The program, which is ongoing, has become a model for other EMS departments.
“They key is that continuation of care, making sure that patients have somewhere to go and then alerting those who are providing care for them when they come into the system,” says Dr. Castillo, who participated in the RAP study.
The Patient Protection and Affordable Care Act might decrease some overutilization. When more people enroll in insurance plans, providers will have a method for reimbursement other than charity care and bad debt. But health reform is unlikely to change patient habits or the psychosocial factors that contribute to over use, according to Dr. Brenner.
“The Affordable Care Act will give a lot more people coverage, which is great, but it will lead to another really big problem: more people with health care getting disorganized, fragmented and expensive care,” he says.
Dr. Brenner says the real fix on the primary care side is open-access scheduling, which would allow patients to get an appointment more readily and possibly avoid the emergency room.

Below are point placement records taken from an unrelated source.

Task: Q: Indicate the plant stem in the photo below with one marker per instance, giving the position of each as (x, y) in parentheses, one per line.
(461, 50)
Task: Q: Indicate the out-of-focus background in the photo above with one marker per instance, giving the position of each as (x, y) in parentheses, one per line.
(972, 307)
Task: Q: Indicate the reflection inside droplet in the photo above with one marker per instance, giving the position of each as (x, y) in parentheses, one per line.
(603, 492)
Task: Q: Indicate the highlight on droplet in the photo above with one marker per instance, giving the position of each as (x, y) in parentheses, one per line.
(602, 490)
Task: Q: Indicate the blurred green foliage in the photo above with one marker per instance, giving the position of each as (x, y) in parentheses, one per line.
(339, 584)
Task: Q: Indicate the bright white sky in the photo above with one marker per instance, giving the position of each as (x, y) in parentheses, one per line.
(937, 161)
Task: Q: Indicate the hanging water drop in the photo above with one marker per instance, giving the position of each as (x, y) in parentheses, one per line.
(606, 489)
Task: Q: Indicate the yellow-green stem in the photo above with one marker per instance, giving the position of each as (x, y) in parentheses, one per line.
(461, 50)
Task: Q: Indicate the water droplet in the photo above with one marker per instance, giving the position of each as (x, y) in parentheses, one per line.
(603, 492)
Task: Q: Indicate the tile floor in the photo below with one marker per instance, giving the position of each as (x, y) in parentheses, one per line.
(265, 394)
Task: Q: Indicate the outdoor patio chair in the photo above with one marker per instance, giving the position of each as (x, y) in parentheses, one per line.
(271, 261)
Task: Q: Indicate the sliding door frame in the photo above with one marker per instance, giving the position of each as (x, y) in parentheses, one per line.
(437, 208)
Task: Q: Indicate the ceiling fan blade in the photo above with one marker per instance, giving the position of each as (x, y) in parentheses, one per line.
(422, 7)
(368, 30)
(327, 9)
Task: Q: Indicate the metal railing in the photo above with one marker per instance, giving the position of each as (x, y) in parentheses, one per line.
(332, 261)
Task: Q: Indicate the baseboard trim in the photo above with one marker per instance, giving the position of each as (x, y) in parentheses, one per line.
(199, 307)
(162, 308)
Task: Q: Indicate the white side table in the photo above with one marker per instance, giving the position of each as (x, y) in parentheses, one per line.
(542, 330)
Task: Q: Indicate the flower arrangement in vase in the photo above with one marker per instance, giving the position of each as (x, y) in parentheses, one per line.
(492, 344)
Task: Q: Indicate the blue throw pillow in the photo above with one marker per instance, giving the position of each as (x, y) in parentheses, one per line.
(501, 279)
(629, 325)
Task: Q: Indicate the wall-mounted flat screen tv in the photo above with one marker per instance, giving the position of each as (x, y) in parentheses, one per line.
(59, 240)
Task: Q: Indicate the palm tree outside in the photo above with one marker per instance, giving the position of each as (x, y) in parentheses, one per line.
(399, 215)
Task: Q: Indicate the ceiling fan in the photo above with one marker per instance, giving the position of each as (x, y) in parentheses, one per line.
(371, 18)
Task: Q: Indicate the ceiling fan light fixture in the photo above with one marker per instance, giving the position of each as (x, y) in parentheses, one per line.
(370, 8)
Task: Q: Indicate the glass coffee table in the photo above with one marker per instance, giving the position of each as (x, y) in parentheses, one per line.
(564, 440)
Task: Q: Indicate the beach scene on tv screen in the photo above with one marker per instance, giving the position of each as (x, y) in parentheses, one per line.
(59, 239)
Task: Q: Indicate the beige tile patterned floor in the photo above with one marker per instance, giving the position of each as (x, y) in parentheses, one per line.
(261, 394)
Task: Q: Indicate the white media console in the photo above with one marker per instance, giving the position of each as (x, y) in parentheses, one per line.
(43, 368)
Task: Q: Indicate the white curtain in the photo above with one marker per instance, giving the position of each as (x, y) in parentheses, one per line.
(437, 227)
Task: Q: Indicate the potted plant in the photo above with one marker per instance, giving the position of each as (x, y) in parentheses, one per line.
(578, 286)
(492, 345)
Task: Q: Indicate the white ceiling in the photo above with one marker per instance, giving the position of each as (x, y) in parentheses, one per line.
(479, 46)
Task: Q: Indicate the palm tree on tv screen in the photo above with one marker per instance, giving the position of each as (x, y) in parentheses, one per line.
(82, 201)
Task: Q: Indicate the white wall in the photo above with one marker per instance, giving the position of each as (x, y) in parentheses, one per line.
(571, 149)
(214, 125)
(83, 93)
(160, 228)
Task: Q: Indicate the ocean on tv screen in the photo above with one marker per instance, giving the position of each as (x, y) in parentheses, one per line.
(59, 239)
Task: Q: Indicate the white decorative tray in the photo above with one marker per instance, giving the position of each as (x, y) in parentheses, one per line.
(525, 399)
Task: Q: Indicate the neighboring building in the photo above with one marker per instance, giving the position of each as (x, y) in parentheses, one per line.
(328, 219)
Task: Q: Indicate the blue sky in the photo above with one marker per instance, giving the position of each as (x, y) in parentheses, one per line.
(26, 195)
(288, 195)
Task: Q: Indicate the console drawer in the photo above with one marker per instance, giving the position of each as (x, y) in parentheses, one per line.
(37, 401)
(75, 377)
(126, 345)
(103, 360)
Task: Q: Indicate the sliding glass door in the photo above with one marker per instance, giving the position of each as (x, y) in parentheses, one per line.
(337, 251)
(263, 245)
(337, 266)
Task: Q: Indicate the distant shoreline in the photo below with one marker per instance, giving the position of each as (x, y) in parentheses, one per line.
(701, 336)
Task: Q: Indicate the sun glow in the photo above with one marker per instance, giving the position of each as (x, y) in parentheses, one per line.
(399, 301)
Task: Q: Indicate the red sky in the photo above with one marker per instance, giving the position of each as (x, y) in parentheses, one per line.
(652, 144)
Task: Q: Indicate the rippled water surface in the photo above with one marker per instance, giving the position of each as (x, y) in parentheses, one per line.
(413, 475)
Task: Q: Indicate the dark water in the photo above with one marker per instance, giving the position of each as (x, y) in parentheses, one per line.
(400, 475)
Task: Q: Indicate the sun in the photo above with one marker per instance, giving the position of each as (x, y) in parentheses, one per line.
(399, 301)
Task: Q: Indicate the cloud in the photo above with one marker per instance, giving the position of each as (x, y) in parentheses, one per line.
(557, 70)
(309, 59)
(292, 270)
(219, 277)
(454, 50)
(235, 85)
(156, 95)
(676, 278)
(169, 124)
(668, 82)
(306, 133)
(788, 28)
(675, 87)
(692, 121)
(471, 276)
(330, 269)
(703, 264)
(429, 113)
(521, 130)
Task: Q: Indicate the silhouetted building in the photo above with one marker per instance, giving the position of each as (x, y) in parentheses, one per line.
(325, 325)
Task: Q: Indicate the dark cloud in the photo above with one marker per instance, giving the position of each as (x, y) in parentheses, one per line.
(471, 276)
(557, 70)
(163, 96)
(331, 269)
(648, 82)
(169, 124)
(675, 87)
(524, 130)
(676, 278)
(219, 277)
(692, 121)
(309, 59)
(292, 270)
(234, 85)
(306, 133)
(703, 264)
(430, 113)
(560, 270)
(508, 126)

Dr. Polera agrees that location, ease and availability of office hours are important, as is the doctor-patient relationship.
“When looking at people who frequent the emergency department, it is important to educate them to call their doctor instead of using the system if they have a minor problem,” she says. “If they are calling an ambulance for a minor problem, they are taking an ambulance that could save a life.”
Because the superuser population is so diverse and the healthcare system is so fragmented, patients present a significant challenge to providers who have been tasked with reigning in healthcare costs.
Marie Rosenthal, MS, is a freelance writer based in East Windsor, N.J.